La mecánica de sucesión a nivel de las Escuelas Preparatorias y Facultades opera también a nivel de la Rectoría. El 17 de abril pasado, el periódico El Norte adelantó (sección Maquiavelo) que: “…el Rector de la UANL, Rogelio «El Ranchero» Garza, decidiera por sus pistolas adelantar para mayo su sucesión, … CUENTAN que las negociaciones y lealtades rancheras están más que amarradas y definidas a favor de Santos Guzmán… los universitarios ya tienen su gallo y será entronado en breve…” De confirmarse este rumor, una sola persona, el rector, determinará en función de sus “negociaciones y lealtades” a quien entregará el mando. Pero se equivoca el periódico cuando afirma que los universitarios tuviesen ya su gallo. Ni el rector actual, ni la persona por él designado tienen el apoyo de la comunidad universitaria. Por esto su designación no se realiza vía elecciones universales, secretos y libres.
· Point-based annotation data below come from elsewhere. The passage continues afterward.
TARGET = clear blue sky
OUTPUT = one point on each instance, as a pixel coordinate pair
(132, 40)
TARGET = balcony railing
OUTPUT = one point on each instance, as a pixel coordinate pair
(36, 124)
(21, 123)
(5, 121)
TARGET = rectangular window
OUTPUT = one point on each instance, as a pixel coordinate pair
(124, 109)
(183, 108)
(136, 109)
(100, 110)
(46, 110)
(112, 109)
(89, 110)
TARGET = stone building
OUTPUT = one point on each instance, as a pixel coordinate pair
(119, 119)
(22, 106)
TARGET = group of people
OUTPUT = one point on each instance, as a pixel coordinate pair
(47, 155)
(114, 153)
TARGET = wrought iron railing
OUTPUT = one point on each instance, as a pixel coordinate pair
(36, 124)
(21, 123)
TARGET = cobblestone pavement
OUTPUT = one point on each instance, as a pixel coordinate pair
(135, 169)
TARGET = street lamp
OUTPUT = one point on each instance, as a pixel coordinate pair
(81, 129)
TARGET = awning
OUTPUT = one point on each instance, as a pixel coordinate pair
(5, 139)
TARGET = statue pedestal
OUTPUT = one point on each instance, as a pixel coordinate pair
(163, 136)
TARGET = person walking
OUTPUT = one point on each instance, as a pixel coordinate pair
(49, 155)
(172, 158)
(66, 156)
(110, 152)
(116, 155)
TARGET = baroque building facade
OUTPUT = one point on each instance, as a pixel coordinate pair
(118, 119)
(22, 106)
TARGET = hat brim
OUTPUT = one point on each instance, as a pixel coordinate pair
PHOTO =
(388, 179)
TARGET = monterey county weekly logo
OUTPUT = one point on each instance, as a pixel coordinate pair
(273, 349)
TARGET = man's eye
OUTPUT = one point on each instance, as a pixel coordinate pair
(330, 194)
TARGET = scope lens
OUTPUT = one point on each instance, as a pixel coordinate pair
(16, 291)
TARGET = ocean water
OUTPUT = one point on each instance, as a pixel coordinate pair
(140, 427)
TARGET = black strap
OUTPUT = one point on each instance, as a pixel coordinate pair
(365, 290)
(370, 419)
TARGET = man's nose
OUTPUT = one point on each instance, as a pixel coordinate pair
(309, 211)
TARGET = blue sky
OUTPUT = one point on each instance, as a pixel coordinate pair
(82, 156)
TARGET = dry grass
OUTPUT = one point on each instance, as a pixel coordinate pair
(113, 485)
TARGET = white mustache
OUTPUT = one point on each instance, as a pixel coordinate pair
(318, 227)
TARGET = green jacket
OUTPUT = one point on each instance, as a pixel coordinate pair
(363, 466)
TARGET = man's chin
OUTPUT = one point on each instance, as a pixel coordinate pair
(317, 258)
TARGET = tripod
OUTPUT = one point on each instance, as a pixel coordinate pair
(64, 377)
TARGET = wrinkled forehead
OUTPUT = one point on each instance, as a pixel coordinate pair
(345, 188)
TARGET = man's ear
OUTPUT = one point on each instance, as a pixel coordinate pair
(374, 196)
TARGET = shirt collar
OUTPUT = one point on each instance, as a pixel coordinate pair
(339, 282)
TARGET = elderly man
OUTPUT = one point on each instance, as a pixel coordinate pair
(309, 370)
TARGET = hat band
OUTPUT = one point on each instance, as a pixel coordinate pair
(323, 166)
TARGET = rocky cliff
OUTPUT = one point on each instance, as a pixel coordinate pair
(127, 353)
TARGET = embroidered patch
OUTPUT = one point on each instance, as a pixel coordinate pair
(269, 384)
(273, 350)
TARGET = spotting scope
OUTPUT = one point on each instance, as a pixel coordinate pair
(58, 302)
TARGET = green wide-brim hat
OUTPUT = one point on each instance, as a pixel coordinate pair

Si reconectamos la realidad universitaria en el país con la propuesta de Margaret Vickers, podemos afirmar que la cancelación de los procesos democráticos en las universidades públicas constituye un acto de corrupción. Uno entre muchos, aunque uno de los más significativos en cuanto a su impacto en todo el tejido universitario. No obstante, no pretendemos inculpar a individuos particulares de tal debacle institucional. La corrupción sólo puede existir a través de una red de relaciones de complicidad al interior y con el entorno político externo; requiere pues de la cooperación entre muchos actores y dispositivos de socialización que incitan la participación activa de unos y el silencio de muchos otros. Sobra decir que no se logra erradicar la corrupción a través de la publicación de un nuevo discurso ético, sino sólo por medio de la colaboración entre Estado y comunidad académica. Al gobierno le compete sancionar los actos ilegales; a la comunidad académica denunciar las patologías administrativas y del manejo de poder y reconquistar formas de auto-gobierno universitaria que merezcan el calificativo de democráticas Esperamos que los cambios políticos de este año aligeren esta gran tarea.
Referencia:
Vickers, Margaret H. (2013). “Workplace Bullying as Workplace Corruption: A Higher Education Creative Non-fiction Case Study”, Administration & Society, 46(8), 960-985.